When they were close to finishing their drinks, Daniel looked at his watch. Didn’t sneak a glance, just lifted the heavy Rolex and noted the time.

She nodded. “Dinner plans, sure.”

“Actually, no. I have a meeting.” Daniel’s eyes circled, her hair, her face, her eyes. “You have to get back to your daughter?”

She sniffed subtext. “I’ll pick her up tomorrow. She’s at her father’s tonight.”

“Don’t know if you’re interested, but that meeting? You have any interest in helping me out?”

“Doing what?”

“Actually, I’m meeting an interior designer to pick out upholstery.”

She shook her head. “That’s not a good come-on line.”

“I’m having new leather installed in my speedboat.”

“That’s a better one.”

He opened the backpack he used for a briefcase and took out a booklet of leather samples. She flipped through the pages, which were organized by color. Her favorites were the rich oranges, the sort she imagined as the color of seats in brash sports cars. The names were words like “carrot,” “pumpkin,” “amber,” “tomato.”

But her favorite was called “Princeton,” presumably after the school colors of the New Jersey university. It was the boldest offered by the company.
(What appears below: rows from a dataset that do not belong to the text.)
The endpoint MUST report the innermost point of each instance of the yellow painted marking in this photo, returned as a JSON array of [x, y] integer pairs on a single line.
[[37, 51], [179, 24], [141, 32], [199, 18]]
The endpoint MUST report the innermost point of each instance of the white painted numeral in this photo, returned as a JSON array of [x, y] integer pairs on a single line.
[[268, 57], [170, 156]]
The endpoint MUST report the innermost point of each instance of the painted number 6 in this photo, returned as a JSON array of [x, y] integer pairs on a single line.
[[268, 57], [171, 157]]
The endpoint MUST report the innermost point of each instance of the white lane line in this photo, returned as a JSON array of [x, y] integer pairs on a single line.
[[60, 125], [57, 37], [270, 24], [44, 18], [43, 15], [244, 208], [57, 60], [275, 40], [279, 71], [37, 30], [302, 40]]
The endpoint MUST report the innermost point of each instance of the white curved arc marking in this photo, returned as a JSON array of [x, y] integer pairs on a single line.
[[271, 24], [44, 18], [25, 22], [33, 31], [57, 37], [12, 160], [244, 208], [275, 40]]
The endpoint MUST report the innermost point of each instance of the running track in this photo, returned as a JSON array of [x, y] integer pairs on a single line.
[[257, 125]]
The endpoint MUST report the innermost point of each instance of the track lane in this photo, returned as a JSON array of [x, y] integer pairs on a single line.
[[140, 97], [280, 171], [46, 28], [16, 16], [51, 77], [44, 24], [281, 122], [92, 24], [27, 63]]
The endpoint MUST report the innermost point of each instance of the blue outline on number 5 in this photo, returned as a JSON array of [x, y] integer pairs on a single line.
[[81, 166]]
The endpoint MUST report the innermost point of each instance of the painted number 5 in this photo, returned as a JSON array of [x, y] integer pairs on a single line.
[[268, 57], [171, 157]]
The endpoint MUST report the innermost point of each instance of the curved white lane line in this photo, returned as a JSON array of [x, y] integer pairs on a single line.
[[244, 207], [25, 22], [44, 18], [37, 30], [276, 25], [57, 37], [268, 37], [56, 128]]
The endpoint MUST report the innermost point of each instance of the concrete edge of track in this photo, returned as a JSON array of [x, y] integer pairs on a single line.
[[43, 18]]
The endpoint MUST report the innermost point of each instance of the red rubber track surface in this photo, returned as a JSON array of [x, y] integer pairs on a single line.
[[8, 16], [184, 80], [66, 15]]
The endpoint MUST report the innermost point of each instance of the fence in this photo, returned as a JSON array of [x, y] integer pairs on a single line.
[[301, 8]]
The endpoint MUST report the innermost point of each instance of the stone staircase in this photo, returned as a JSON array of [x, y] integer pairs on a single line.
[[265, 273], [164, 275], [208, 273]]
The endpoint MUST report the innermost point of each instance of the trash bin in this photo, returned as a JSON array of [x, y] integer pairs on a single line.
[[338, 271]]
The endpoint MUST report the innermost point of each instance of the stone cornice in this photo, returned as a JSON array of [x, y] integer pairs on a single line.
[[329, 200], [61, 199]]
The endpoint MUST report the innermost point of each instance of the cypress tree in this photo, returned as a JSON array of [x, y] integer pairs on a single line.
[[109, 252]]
“I do have a preference,” Gabriela said slowly. “But how can I say for sure without seeing the boat?”

“We can fix that.”

Chapter 6

Rope, Sweat, Pain

6:30 P.M., FRIDAY

3 HOURS, 30 MINUTES EARLIER

The Aquariva Super cut an uncompromising swath through the dusk of New York Harbor, Daniel Reardon at the helm.

“How fast are we going?” Gabriela called over the sexy rumble of the engine, the wind, the waves.

“About forty.”

“Knots per hour?”

Daniel shouted, “You don’t say that. Knots include miles and hours. Forty knots. It’s about forty-five miles an hour.”
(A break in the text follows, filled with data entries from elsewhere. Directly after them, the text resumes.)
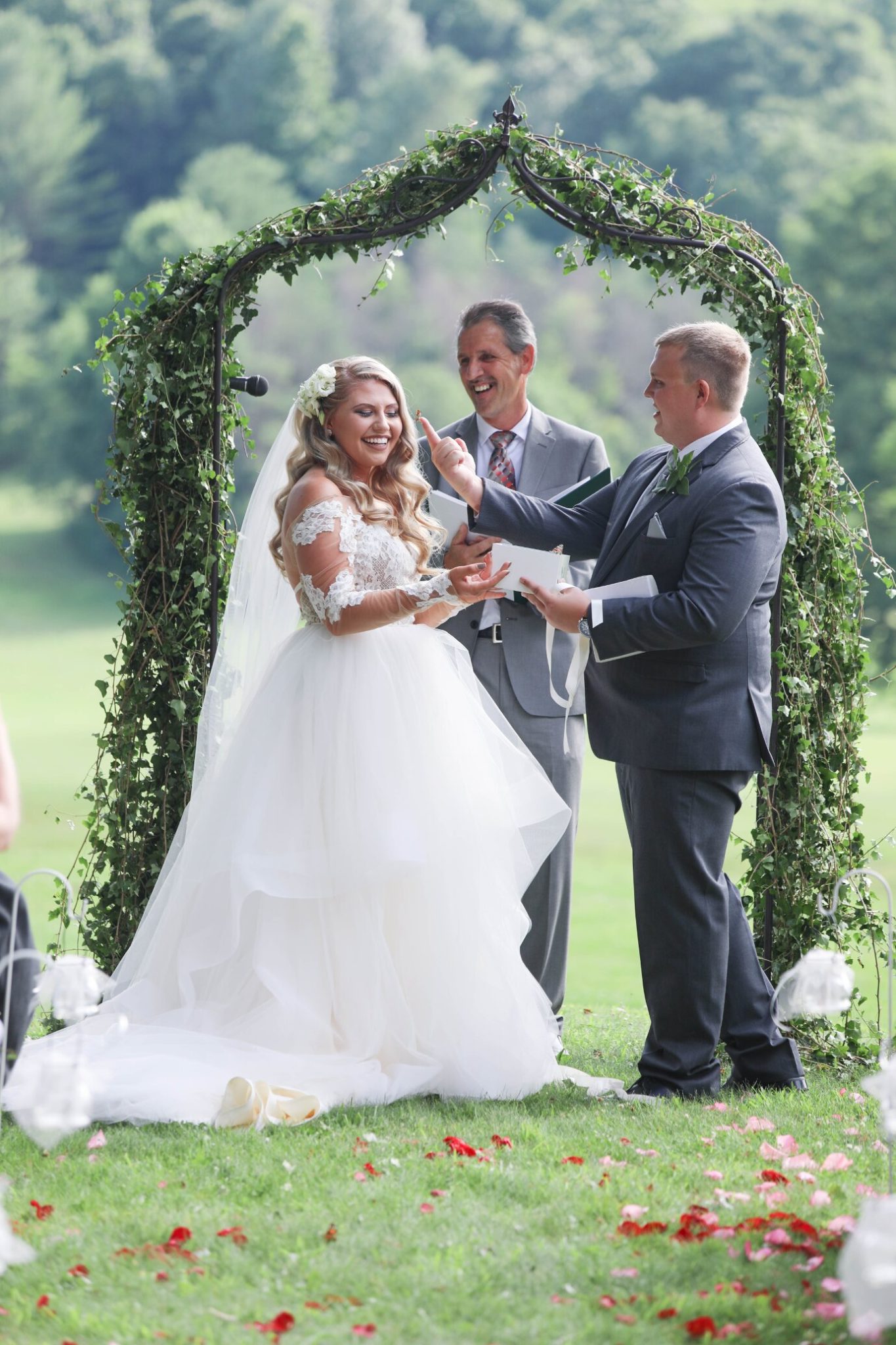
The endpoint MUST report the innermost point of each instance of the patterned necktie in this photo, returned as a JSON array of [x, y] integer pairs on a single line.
[[500, 466]]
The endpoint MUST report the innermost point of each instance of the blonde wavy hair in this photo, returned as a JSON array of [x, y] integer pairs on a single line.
[[396, 489]]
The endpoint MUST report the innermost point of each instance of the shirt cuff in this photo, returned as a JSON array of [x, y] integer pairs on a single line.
[[597, 619]]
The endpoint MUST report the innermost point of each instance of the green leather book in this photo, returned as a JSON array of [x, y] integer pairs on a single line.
[[572, 495]]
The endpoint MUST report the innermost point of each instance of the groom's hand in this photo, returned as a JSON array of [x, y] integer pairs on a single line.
[[562, 608], [453, 462]]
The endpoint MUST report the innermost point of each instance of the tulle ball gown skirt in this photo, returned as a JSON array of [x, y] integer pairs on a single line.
[[343, 916]]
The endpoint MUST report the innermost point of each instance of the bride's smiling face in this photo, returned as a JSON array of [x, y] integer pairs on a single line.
[[367, 426]]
Gabriela nodded, smiling at the speed. “Feels faster.”

“Then you’d like the boat I keep in Connecticut. It’ll do seventy.”
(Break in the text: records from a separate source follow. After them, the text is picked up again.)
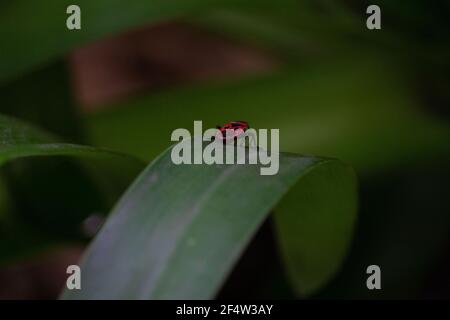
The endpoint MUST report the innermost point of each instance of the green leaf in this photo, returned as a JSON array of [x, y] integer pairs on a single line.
[[179, 229], [44, 98], [48, 188], [34, 32], [360, 110]]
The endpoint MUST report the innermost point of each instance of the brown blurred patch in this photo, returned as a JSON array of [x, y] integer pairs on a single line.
[[42, 277], [157, 56]]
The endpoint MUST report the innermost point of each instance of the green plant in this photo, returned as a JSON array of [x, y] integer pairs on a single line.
[[178, 230]]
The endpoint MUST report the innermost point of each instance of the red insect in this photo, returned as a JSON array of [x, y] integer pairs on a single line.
[[236, 129]]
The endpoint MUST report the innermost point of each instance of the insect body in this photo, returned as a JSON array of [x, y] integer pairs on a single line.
[[231, 131]]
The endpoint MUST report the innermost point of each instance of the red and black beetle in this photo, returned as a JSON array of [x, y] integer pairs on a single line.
[[236, 127]]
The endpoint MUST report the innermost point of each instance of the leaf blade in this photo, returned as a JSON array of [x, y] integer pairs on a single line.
[[183, 245]]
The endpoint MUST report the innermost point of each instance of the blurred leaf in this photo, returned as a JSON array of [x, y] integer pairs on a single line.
[[34, 32], [47, 197], [179, 229], [44, 98], [358, 110]]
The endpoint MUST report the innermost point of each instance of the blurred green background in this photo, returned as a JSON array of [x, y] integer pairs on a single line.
[[377, 99]]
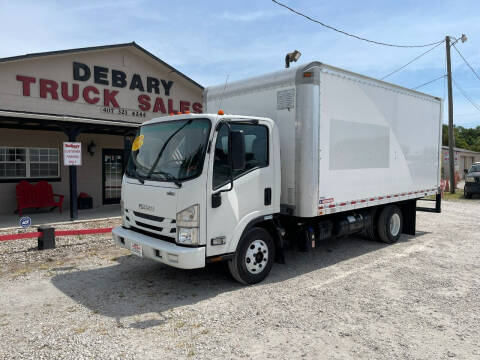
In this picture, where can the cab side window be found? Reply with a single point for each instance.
(256, 152)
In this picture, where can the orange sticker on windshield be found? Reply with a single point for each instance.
(137, 143)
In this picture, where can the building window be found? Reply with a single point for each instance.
(29, 163)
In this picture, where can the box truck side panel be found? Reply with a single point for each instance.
(377, 142)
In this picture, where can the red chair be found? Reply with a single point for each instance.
(37, 196)
(46, 197)
(26, 196)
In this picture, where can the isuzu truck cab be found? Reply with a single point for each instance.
(182, 204)
(319, 152)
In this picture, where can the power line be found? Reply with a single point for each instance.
(464, 93)
(418, 57)
(466, 62)
(352, 35)
(429, 82)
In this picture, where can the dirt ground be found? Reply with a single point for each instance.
(349, 299)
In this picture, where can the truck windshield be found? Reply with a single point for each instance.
(169, 151)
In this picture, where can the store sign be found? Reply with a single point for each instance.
(72, 154)
(89, 86)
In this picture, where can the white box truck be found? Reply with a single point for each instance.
(317, 152)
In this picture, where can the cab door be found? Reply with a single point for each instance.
(251, 196)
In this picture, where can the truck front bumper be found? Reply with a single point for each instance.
(472, 188)
(159, 250)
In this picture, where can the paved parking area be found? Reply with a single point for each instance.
(349, 299)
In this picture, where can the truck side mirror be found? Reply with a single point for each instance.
(237, 148)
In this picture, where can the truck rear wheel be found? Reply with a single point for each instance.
(390, 224)
(254, 257)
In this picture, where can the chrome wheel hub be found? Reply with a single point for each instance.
(256, 257)
(395, 224)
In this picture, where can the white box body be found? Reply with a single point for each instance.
(346, 141)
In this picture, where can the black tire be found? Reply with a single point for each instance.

She didn’t bother to ask knots or miles. Probably didn’t matter at that velocity.

There was no passenger seat in the front of the beautiful Italian speedboat as such — just a leather U-shaped banquette encircling the rear of the open cockpit. Gabriela could have squeezed in next to Daniel on the driver’s seat but she preferred to remain standing behind him, close, gripping his seat back, her head near his ear.

The thirty-three-footer, with her black hull and rich wood deck, plowed effortlessly through the temperate waves. The surface of the water was like dark linen and the cloudless sky over New Jersey glowed lava orange from the vanishing sun, the vista split by two purple exclamation marks of fume from distant smokestacks.

It was a photograph waiting to happen, though not to be shot by Gabriela. She worked exclusively in black and white, and this scene was about color only, without substance. Pretty didn’t interest her.

She turned her attention back to Daniel. He was a superb driver — which is what pilots of boats like this were called, she’d learned. He anticipated the drift and power of each wave, as if it were an opposing player on a sports field. Sometimes he crashed over it, sometimes he eased up onto a crest and used the mound of water itself to speed the boat forward.